Studio album by The Radio Rats
- Released: October 1978
- Recorded: August – October 1978, Satbel Studios, Johannesburg
- Genre: Rock
- Length: 39:50
- Label: Jo'Burg Records
- Producer: Greg Cutler

The Radio Rats chronology
|  | Into the Night We Slide (1978) | The Big Beat (1991) |

Singles from Into the Night We Slide
- "ZX Dan"/"I'm in Love" Released: October 1978;

= Into the Night We Slide =

Into the Night We Slide was the debut album by Springs-based, South African rock group The Radio Rats and was distributed in 1978.
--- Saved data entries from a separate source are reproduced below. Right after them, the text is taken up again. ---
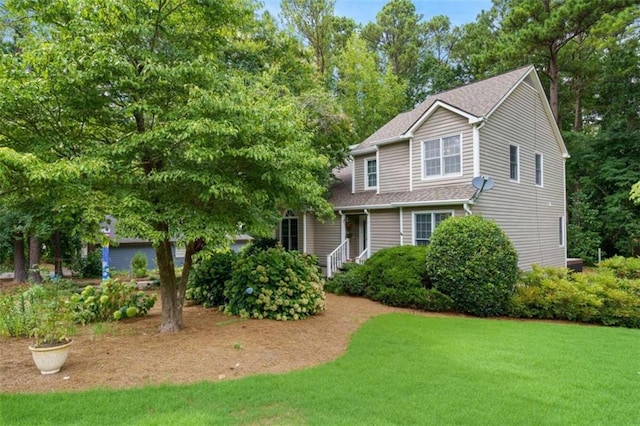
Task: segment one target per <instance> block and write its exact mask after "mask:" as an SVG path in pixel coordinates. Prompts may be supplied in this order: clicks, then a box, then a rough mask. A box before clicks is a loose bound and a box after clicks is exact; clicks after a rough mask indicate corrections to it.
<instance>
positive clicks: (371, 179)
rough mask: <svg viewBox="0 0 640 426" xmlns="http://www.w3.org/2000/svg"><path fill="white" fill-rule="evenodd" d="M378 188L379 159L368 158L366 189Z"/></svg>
mask: <svg viewBox="0 0 640 426" xmlns="http://www.w3.org/2000/svg"><path fill="white" fill-rule="evenodd" d="M376 188H378V160H376V158H375V157H374V158H366V159H365V160H364V189H376Z"/></svg>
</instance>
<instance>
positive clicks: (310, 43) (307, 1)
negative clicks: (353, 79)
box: [281, 0, 335, 76]
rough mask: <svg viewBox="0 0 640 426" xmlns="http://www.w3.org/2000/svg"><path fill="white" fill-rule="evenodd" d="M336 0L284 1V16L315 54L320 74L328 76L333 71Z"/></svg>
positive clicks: (314, 55)
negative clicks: (307, 43) (310, 47)
mask: <svg viewBox="0 0 640 426" xmlns="http://www.w3.org/2000/svg"><path fill="white" fill-rule="evenodd" d="M334 6H335V0H282V3H281V8H282V14H283V16H284V18H285V19H286V21H287V22H288V23H289V24H290V25H292V26H293V27H294V28H295V29H296V30H297V32H298V33H299V34H301V35H302V36H303V37H304V39H305V41H306V42H307V43H308V44H309V46H311V48H312V49H313V52H314V58H315V64H316V67H317V69H318V72H319V73H320V75H322V76H326V75H327V73H329V72H330V71H331V67H330V63H331V54H332V49H331V43H332V41H333V31H334V26H333V20H334V15H333V11H334Z"/></svg>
The opening track and first single, "ZX Dan" (backed with "I'm Not in Love"), received national airplay and early in peaked at no. 2 on Johannesburg-based Radio 5. Still cherished as one of South Africa's greatest pop rock songs of all time, it received the second-most votes in the "All time favourite SA song" category in "The SA Rock Digest/Amuzine End of the Century Big Vote", in 1999.

==Contents==

Side one of the album featured five songs and Side two the remaining five. Jonathan Handley composed the music and words for all.

==Track listing==

===Side one===

- 1. ZX Dan (5:17)
- 2. I'm Not Like That (4:39)
- 3. Plague Café (3:10)
- 4. Bomb Shelter Blues (4:20)
- 5. I'm in Love (2:41)

===Side two===
- 6. Law and Order (2:55)
- 7. A Visit to the Cinema (5:31)
- 8. Rocking (2:10)
- 9. Stay in your Rocking Chair (3:29)
- 10. Mucking About in the Dungeons All Day (5:00)

==Personnel==
- Dave Davies – lead vocals
- Jonathan Handley – lead guitar and background vocals
- Herbie Parkin – bass
- Leonard Dickson – drums and percussion

==Re-issue==

In 2002, Fresh Music released a digitally remastered CD edition of Into the Night We Slide with two bonus tracks in "Crazy Caroline", the follow-up single in June 1979, and its B-side, "Rocket Road". The liner notes include rare photographs and a band bio.